Hinsichtlich des stationären Sektors soll es einen „Bund-Länder-Pakt“ geben, der „die nötigen Reformen für eine moderne und bedarfsgerechte Krankenhausversorgung auf den Weg“ bringt sowie eine „kurzfristig eingesetzte Regierungskommission“, die „hierzu Empfehlungen vorlegen“ soll. Das desaströs gescheiterte System der Krankenhausfinanzierung über DRGs soll dabei keineswegs abgeschafft, sondern lediglich „um ein nach Versorgungsstufen (…) differenziertes System erlösunabhängiger Vorhaltepauschalen ergänzt“ werden.

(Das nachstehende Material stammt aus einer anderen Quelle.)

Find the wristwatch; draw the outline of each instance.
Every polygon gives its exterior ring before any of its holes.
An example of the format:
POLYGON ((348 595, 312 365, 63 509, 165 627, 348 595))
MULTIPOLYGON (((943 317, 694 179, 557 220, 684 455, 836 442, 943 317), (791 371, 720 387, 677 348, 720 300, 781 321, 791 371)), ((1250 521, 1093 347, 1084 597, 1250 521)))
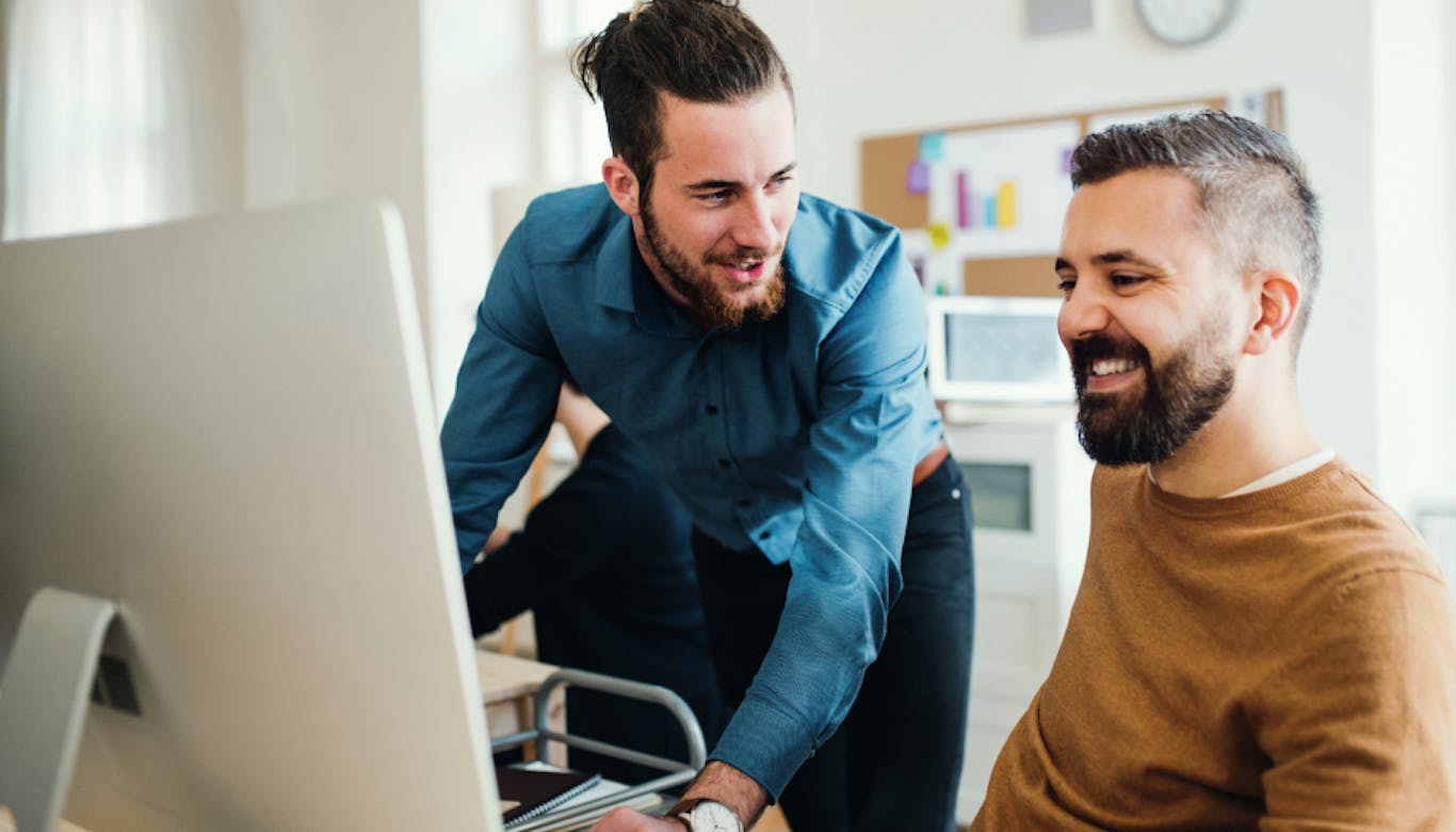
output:
POLYGON ((732 809, 706 797, 684 800, 668 816, 681 820, 687 832, 743 832, 743 820, 732 809))

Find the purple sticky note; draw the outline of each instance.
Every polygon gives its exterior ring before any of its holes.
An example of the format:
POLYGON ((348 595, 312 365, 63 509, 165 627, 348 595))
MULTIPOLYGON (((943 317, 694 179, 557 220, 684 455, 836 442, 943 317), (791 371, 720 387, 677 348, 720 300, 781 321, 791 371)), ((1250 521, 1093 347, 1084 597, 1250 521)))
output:
POLYGON ((925 193, 930 191, 930 166, 919 159, 906 167, 906 191, 910 193, 925 193))

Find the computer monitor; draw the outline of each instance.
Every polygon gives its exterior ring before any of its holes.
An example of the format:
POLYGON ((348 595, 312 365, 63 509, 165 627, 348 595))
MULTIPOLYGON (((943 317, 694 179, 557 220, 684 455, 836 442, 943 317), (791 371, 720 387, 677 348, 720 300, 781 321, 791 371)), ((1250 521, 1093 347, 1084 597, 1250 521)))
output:
POLYGON ((0 246, 0 804, 58 588, 116 611, 68 820, 499 829, 427 378, 384 205, 0 246))

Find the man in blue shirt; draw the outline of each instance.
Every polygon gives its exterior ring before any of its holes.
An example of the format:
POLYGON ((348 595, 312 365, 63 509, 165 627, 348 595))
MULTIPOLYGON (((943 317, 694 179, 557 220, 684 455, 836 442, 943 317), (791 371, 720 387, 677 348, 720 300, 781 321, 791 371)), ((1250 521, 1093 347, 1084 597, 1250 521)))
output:
POLYGON ((795 832, 951 829, 970 495, 900 237, 799 193, 788 73, 735 4, 638 4, 577 71, 614 156, 531 205, 480 304, 443 431, 462 561, 569 371, 693 518, 737 708, 676 820, 598 829, 743 829, 780 797, 795 832))

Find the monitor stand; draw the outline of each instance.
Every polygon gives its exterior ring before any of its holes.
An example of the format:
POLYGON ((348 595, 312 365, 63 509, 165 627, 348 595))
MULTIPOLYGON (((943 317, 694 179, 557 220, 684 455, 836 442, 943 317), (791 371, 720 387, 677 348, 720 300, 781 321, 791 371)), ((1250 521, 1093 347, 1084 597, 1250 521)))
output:
POLYGON ((16 829, 55 829, 60 820, 115 615, 114 601, 47 586, 20 617, 0 676, 0 804, 16 829))

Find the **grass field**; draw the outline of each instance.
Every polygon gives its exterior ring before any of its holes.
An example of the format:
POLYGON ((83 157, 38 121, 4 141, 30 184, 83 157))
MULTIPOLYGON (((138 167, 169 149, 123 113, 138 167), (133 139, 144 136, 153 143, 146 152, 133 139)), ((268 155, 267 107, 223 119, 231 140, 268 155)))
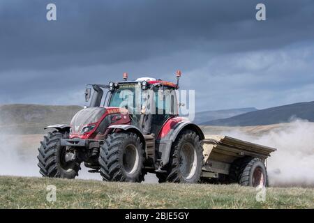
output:
POLYGON ((313 188, 268 187, 266 201, 237 185, 138 184, 0 176, 0 208, 314 208, 313 188), (47 186, 57 201, 46 200, 47 186))

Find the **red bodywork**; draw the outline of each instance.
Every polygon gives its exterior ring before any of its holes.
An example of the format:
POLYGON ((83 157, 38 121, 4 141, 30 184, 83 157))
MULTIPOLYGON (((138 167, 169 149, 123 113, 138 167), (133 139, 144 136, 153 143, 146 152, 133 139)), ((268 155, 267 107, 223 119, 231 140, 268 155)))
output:
POLYGON ((110 125, 130 124, 130 116, 128 115, 128 112, 127 109, 114 107, 105 107, 105 109, 106 109, 106 112, 103 114, 103 116, 98 120, 98 121, 97 121, 96 123, 89 123, 87 125, 87 126, 96 125, 96 126, 91 131, 85 132, 82 134, 78 133, 70 134, 70 139, 80 138, 82 139, 103 139, 104 135, 96 134, 95 131, 97 130, 97 128, 98 128, 99 125, 103 121, 103 120, 110 114, 117 114, 117 116, 114 116, 112 118, 112 123, 110 123, 110 125), (121 118, 118 117, 119 115, 121 116, 121 118))
POLYGON ((170 118, 167 121, 163 124, 163 127, 161 128, 160 131, 159 132, 159 134, 157 137, 156 139, 160 139, 162 138, 165 137, 169 132, 170 132, 171 130, 174 129, 174 127, 179 123, 184 121, 186 118, 182 117, 172 117, 170 118))

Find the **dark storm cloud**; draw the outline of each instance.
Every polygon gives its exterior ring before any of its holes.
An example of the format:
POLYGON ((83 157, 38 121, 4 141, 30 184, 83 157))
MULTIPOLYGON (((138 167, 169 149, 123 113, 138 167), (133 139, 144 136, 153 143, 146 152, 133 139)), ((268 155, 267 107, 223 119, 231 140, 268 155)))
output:
POLYGON ((303 56, 313 49, 313 19, 311 0, 3 0, 0 95, 6 96, 0 103, 75 104, 87 83, 120 79, 116 76, 125 71, 171 79, 169 74, 178 68, 190 80, 183 79, 183 88, 224 83, 225 94, 218 85, 212 95, 196 92, 207 103, 215 102, 209 95, 220 99, 216 108, 290 102, 298 88, 308 99, 313 96, 306 84, 314 80, 314 56, 303 56), (57 21, 46 20, 49 3, 57 5, 57 21), (267 6, 267 21, 255 19, 258 3, 267 6), (293 54, 306 64, 287 72, 298 58, 293 54), (306 78, 300 79, 300 72, 306 78), (290 81, 283 81, 287 73, 290 81), (264 85, 261 75, 274 82, 264 85), (294 90, 287 98, 289 89, 294 90), (258 92, 264 98, 256 102, 258 92), (283 98, 270 102, 276 93, 283 98), (228 101, 228 95, 244 99, 228 101))
POLYGON ((246 51, 314 37, 313 1, 4 1, 1 70, 111 64, 182 50, 246 51), (45 6, 57 6, 57 21, 45 6))

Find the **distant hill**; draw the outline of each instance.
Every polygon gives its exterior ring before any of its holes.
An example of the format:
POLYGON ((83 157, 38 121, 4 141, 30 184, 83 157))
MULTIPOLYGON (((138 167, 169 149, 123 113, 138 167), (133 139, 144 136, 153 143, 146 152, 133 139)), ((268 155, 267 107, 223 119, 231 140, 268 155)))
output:
POLYGON ((245 107, 240 109, 231 109, 216 111, 206 111, 195 113, 195 118, 193 122, 196 124, 200 124, 204 121, 209 121, 216 119, 221 119, 232 117, 241 114, 257 111, 255 107, 245 107))
POLYGON ((0 105, 0 132, 40 134, 47 125, 69 123, 80 106, 0 105))
POLYGON ((251 112, 202 123, 220 126, 250 126, 287 123, 293 118, 314 121, 314 102, 301 102, 251 112))

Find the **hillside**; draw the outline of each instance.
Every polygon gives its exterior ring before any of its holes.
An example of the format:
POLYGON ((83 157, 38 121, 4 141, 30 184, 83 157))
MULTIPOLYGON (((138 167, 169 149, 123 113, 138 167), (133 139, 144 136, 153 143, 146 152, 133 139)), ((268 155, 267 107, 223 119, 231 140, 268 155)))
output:
POLYGON ((204 125, 251 126, 288 123, 298 118, 314 121, 314 102, 274 107, 202 123, 204 125))
POLYGON ((195 113, 194 123, 200 124, 204 121, 209 121, 216 119, 227 118, 235 116, 241 114, 257 111, 255 107, 245 107, 240 109, 222 109, 216 111, 205 111, 195 113))
POLYGON ((0 176, 0 208, 314 208, 314 189, 257 191, 237 185, 104 183, 96 180, 0 176), (47 186, 57 188, 47 202, 47 186))
POLYGON ((74 105, 0 105, 0 133, 41 134, 47 125, 69 123, 81 109, 74 105))

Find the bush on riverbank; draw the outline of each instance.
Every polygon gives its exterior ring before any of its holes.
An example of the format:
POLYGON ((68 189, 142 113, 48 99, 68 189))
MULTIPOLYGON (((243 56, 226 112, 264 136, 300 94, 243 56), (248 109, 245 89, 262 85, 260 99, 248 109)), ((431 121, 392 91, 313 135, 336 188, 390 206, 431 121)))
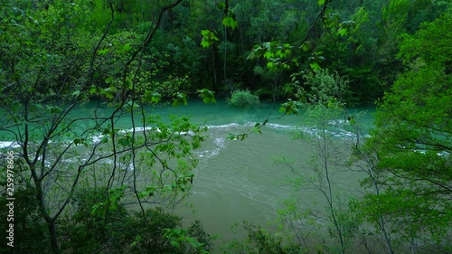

Und wie sollen die Verbesserungen für unsere Berufsgruppe konkret aussehen? Diesbezüglich sind die Ausführungen reichlich dünn. Es werden Projekte aufgeführt, die bereits von der letzten Regierung auf den Weg gebracht worden sind. Beispielsweise ein „Modellprojekt zum Direktzugang für therapeutische Berufe“ oder, dass „regelhaft telemedizinische Leistungen“, auch Videosprechstunden, ermöglicht werden sollen. Zwar gibt es Hinweise darauf, die nichtärztlichen Gesundheitsberufe weiter aufzuwerten und ggf. auch den Heilmittelberufen mehr Kompetenzen zuzusprechen, beispielsweise durch die Zusage, „Schmerzmittel im Betäubungsmittelgesetz für Gesundheitsberufe delegationsfähig“ zu machen oder deren „Mitsprachemöglichkeiten“ im Gemeinsamen Bundesausschuss zu erweitern „sobald sie betroffen sind“. Doch vor allem stimmt die Formulierung nachdenklich, dass die neue Regierung „ein allgemeines Heilberufegesetz auf den Weg“ (Hervorhebung d.d.V.) bringen will. Im Fall der Logopädie sind wir seit Jahren „auf dem Weg“ zu einem neuen Berufsgesetz! Nun brauchen wir endlich die Zusicherung, dass dieses auf der Basis eines Hochschulstudiums in der kommenden Legislaturperiode – und nicht erst an deren Ende – umgesetzt wird.
Dass die neue Regierung sich hierin bereits einig wäre, ist auf der Grundlage dieses Koalitionsvertrages leider nicht zu folgern. Hoffnung macht allerdings die Personalie Karl Lauterbach, der sich erst am 10. Mai 2021 bei einer virtuellen Veranstaltung am Uniklinikum Münster zum Thema Akademisierung der therapeutischen Berufsgruppen recht eindeutig geäußert hat. Die Zeitschrift „pt“ hat seine Positionierung anschließend wie folgt zusammengefasst: „Die gemeinsame wissenschaftliche Basis für alle Therapeuten sei unabdingbar für die zukünftige therapeutische Versorgung auf hohem Niveau. Die Berufsbilder der Physiotherapeuten, Ergotherapeuten und Logopäden seien derzeit stark im Wandel. Um international anschlussfähig zu sein und um Versorgung mit zu gestalten, braucht es wissenschaftlich reflektierende Praktiker und keine langfristige Spaltung der Berufsgruppen durch unterschiedliche Ausbildungswege.“ Daran werden wir den kommenden Bundesminister für Gesundheit nun messen und ihn gerne mit aller Kraft bei der Umsetzung dieses Vorhabens unterstützen.